From the longlist, six books are shortlisted, and one is selected from the smaller pool as the annual winner. The impact of winning is significant – often called The Booker Prize Effect. According to The Booker Prize website, “2023’s winner, Prophet Song by Paul Lynch, saw a 1500% increase in sales in the week following its win.”

In 2002, Yann Martel’s Life of Pi won the prestigious award and went on to sell millions of copies. Ultimately it was adapted to a film in 2012 and a stage play in 2019.

To kick off a reading journey into someone else’s shoes, to prompt a change in your worldview, and spark new ideas and opinions, check out our “shortlist” compilation of Booker Prize shortlisted novels that have been adapted for film or television below.

To see more, visit the Booker Prize website.

Small Things Like These by Claire Keegan

It is 1985, in an Irish town. During the weeks leading up to Christmas, Bill Furlong, a coal and timber merchant, faces his busiest season. As he does the rounds, he feels the past rising to meet him – and encounters the complicit silences of a small community controlled by the Church.

Small Things Like These is a quick read that packs a formidable punch. These subtle but effective characters are written in beautiful prose, driving forward a story about power, family, and forgiveness.

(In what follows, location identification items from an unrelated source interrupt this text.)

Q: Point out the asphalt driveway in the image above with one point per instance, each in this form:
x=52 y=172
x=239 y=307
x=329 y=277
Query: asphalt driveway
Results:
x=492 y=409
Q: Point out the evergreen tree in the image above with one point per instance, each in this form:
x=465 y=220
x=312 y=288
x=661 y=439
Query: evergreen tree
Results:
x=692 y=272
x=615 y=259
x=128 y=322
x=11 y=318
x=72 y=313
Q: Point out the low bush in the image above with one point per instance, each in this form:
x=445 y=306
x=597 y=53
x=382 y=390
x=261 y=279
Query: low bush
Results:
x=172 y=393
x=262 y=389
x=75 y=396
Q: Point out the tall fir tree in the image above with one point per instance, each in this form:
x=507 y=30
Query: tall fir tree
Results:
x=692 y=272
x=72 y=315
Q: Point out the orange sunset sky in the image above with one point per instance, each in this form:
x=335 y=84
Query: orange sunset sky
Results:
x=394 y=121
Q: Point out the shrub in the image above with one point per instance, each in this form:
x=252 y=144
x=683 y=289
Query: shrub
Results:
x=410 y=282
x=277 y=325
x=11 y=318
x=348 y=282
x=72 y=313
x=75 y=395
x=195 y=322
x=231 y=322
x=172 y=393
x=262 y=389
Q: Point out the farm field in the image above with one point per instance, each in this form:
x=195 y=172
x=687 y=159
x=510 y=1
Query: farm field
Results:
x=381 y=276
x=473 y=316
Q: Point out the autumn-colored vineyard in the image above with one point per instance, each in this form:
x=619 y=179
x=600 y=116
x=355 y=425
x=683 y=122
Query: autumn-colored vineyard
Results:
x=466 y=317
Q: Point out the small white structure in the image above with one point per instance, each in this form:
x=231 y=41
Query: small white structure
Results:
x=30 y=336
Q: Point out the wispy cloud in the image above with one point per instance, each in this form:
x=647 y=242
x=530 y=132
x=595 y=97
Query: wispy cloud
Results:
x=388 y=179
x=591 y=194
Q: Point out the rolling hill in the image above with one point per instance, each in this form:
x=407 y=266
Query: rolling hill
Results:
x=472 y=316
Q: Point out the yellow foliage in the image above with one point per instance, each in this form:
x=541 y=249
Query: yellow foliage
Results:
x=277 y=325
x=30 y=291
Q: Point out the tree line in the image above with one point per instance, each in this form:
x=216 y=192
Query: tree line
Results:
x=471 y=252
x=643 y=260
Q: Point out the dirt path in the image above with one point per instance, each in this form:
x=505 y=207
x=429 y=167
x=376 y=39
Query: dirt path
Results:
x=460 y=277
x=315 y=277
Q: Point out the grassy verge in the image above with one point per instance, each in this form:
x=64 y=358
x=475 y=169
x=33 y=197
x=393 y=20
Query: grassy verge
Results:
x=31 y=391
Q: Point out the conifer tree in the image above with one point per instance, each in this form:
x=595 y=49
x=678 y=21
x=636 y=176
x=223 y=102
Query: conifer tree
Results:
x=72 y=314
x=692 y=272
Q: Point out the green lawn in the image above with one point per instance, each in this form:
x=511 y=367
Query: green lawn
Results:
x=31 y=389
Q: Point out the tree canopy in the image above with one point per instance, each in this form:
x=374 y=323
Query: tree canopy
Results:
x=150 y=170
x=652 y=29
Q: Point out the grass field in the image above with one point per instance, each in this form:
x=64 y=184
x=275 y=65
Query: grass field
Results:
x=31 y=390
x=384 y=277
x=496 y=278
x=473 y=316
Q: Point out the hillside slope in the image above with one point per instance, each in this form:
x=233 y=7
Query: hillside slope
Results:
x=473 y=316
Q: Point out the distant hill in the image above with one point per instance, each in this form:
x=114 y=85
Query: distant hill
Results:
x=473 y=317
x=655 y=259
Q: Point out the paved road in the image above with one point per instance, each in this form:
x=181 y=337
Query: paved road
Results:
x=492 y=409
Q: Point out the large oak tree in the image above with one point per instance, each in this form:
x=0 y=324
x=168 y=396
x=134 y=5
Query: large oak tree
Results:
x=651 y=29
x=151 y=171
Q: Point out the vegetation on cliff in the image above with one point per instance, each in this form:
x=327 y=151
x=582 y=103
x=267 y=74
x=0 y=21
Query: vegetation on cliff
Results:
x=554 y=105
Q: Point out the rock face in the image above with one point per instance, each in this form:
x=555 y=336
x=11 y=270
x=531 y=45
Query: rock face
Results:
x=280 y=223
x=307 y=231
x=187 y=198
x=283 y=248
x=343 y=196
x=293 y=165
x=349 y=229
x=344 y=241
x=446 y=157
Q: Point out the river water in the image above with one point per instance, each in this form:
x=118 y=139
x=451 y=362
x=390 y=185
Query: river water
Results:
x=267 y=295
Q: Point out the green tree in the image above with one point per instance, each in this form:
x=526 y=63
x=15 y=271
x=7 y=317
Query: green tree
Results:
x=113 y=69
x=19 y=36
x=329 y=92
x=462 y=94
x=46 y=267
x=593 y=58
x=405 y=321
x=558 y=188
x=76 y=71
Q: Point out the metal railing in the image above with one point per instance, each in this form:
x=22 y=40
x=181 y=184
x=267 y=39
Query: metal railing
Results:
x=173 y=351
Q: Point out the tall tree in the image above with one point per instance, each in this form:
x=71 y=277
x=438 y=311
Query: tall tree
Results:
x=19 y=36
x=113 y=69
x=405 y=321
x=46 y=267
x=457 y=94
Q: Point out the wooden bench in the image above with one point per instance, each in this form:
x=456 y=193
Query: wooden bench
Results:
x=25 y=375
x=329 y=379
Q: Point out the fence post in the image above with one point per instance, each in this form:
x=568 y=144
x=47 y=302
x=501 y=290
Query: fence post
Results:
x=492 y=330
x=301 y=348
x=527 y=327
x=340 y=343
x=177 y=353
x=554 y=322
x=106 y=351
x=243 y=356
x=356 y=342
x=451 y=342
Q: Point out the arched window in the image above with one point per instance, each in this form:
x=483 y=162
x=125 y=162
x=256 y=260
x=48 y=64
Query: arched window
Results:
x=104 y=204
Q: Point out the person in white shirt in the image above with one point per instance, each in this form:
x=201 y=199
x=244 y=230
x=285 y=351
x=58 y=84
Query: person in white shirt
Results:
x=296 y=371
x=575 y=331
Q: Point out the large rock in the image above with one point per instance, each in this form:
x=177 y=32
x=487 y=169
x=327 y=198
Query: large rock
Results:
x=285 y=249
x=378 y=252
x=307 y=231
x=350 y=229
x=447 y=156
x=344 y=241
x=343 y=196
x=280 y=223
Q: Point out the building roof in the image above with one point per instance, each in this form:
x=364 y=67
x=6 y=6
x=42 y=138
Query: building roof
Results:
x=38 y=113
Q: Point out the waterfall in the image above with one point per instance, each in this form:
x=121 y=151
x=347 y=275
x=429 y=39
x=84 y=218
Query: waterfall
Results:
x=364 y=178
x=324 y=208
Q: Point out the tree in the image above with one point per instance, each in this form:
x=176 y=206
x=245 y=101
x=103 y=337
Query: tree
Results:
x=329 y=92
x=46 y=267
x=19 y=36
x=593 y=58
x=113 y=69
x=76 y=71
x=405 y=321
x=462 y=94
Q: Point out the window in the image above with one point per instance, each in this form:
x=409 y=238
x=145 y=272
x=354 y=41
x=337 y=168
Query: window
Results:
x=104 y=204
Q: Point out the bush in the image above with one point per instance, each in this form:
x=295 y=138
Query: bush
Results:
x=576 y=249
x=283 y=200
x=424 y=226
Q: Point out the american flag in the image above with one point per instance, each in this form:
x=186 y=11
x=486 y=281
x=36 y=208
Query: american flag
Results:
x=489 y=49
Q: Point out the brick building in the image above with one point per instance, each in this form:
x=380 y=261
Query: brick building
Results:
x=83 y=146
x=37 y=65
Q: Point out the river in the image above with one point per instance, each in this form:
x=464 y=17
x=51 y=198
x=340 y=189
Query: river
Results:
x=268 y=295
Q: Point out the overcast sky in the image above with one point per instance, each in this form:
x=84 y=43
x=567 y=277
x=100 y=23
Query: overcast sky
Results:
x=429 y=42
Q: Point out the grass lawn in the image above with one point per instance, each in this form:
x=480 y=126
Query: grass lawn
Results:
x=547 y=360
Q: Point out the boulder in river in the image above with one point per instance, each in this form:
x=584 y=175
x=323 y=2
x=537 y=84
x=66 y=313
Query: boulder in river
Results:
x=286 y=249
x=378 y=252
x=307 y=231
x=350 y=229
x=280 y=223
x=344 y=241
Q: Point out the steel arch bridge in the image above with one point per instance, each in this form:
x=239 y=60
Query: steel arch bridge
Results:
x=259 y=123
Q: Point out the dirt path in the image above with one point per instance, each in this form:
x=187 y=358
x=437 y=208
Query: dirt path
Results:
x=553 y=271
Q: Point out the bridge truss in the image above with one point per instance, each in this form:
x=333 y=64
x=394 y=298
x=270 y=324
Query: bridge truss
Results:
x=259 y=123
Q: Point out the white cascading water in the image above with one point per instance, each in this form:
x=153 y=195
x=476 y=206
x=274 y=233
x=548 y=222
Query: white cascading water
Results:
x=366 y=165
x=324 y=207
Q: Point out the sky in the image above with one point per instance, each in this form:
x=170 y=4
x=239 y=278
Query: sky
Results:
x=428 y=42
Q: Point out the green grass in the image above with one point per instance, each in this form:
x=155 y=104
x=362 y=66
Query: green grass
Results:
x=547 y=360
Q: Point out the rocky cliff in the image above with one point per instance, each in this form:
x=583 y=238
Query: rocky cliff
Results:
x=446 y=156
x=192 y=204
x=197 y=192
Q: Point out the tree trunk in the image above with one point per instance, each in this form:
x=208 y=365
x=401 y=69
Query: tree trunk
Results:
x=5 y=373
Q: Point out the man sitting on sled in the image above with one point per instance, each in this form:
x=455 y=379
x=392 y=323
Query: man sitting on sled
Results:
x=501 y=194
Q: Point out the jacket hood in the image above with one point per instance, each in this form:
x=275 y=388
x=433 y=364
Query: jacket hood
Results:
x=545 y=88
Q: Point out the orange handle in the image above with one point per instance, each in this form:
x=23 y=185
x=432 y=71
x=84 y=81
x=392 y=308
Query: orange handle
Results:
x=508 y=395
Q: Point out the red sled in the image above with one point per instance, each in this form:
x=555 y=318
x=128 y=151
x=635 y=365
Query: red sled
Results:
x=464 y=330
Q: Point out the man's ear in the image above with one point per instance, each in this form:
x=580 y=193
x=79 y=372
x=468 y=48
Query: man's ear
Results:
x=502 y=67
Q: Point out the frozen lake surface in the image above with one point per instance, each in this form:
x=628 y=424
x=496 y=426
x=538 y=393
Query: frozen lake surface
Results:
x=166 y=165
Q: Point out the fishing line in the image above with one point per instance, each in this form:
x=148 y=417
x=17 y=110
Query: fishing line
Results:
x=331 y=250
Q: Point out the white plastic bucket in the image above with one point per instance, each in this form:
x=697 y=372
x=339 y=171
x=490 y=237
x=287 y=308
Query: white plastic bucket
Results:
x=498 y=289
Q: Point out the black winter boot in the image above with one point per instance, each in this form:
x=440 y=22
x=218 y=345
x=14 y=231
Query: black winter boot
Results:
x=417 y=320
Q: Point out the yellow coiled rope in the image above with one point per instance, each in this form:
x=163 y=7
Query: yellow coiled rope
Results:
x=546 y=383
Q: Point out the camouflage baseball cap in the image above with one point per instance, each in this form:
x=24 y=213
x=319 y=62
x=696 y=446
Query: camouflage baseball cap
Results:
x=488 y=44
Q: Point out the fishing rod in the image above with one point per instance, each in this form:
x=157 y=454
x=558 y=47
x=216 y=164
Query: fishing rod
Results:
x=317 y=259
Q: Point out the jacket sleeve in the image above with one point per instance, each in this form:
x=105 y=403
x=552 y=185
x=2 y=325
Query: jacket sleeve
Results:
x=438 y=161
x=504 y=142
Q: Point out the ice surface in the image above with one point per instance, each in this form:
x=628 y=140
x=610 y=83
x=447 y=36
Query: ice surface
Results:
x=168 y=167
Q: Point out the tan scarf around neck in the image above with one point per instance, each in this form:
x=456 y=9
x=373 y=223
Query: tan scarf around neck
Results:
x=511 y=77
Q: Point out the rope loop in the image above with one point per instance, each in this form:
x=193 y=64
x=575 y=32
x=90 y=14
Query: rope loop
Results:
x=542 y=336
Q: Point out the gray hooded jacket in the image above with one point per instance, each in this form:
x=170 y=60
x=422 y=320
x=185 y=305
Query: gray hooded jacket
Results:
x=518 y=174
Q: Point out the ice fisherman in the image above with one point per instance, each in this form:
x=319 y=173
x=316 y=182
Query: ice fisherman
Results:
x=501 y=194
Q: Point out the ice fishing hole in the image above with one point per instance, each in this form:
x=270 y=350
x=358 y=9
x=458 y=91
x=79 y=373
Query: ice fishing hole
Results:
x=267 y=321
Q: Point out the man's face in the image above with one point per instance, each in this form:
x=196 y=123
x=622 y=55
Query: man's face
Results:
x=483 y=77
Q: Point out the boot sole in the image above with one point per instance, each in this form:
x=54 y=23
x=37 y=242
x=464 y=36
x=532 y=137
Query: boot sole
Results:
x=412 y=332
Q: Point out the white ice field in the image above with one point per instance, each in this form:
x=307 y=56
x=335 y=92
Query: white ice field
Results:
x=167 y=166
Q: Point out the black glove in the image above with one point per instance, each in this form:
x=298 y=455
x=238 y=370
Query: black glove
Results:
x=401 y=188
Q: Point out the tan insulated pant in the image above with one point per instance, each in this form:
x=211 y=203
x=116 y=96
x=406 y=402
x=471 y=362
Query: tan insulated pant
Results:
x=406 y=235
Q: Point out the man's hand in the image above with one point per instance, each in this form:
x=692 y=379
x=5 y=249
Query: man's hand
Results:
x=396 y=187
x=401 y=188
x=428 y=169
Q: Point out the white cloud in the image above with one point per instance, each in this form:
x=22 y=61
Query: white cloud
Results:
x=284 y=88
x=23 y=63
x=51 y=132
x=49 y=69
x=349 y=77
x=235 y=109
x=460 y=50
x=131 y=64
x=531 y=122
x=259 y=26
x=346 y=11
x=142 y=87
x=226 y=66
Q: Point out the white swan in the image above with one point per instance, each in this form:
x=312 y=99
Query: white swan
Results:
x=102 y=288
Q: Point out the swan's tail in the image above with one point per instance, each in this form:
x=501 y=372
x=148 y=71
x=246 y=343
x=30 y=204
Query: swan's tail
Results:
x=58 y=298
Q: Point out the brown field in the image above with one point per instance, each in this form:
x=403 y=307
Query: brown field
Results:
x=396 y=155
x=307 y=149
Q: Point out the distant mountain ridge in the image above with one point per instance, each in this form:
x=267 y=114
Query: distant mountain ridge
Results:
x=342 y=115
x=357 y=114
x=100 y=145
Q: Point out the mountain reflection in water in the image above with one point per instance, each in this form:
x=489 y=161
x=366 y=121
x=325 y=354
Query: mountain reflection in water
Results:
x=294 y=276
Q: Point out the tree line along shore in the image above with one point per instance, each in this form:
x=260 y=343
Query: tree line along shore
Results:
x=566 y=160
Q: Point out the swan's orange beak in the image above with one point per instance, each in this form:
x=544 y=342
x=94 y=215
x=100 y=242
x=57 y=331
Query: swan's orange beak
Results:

The Handmaid’s Tale by Margaret Atwood

Offred is a national resource. In the Republic of Gilead her viable ovaries make her a precious commodity, and the state allows her only one function: to breed. As a Handmaid she carries no name except her Master’s, for whose barren wife she must act as a surrogate.

The Handmaid’s Tale is powerfully relevant in today’s political climate. It reads less like science fiction and more like a prophecy – a story that creates a sense of unease and drives the need for change.


Schindler’s Ark by Thomas Keneally (Schindler’s List in the United States)

In the shadow of Auschwitz, a flamboyant German industrialist continually defies the SS and becomes a living legend to the Jews of Krakow. This is the story of Oskar Schindler, a womanizer and drinker who was transformed by the war into a man with a mission, risking his life to protect beleaguered Jews in Nazi-occupied Poland.

This remarkable story has had a lasting impact internationally, for good reason.


Eileen by Ottessa Moshfegh

24-year-old Eileen Dunlop is trapped between caring for her abusive, alcoholic father and working a dead-end job at a juvenile correctional facility in the claustrophobic suburbs of wintry New England. Eileen dreams of escape, but her life takes a sinister turn when she becomes obsessed with Rebecca Saint John, a glamorous new counsellor at the prison.

The eerie, uncomfortable, and violent atmosphere in Eileen is unlike any other psychological thriller, unraveling obsession and the darkness inside us all.


Room by Emma Donoghue

Five-year-old Jack has never been outside of the locked single room that he and his mother inhabit. Because it’s all he’s ever known, Jack believes that this is the only reality which exists. As the reasons for their captivity gradually become apparent, his mother cleverly plans a way for them to finally gain their freedom and introduce Jack to a life beyond their confined existence.

This dark and moving novel shows the bond between a mother and child, written from a child’s perspective with potent and effective confusion and innocence.


Wolf Hall by Hilary Mantel

England in the 1520s is a heartbeat from disaster. If King Henry VIII dies without a male heir, the country could be destroyed by civil war. Into this impasse steps Thomas Cromwell, a political genius, a briber, a bully and a charmer. He has broken all the rules of a rigid society in his rise to power and is prepared to break some more.

Tudor England is explored to great lengths in current media, but none peel back the layers of history, individual agendas, and the overlapping politics of the era like Wolf Hall.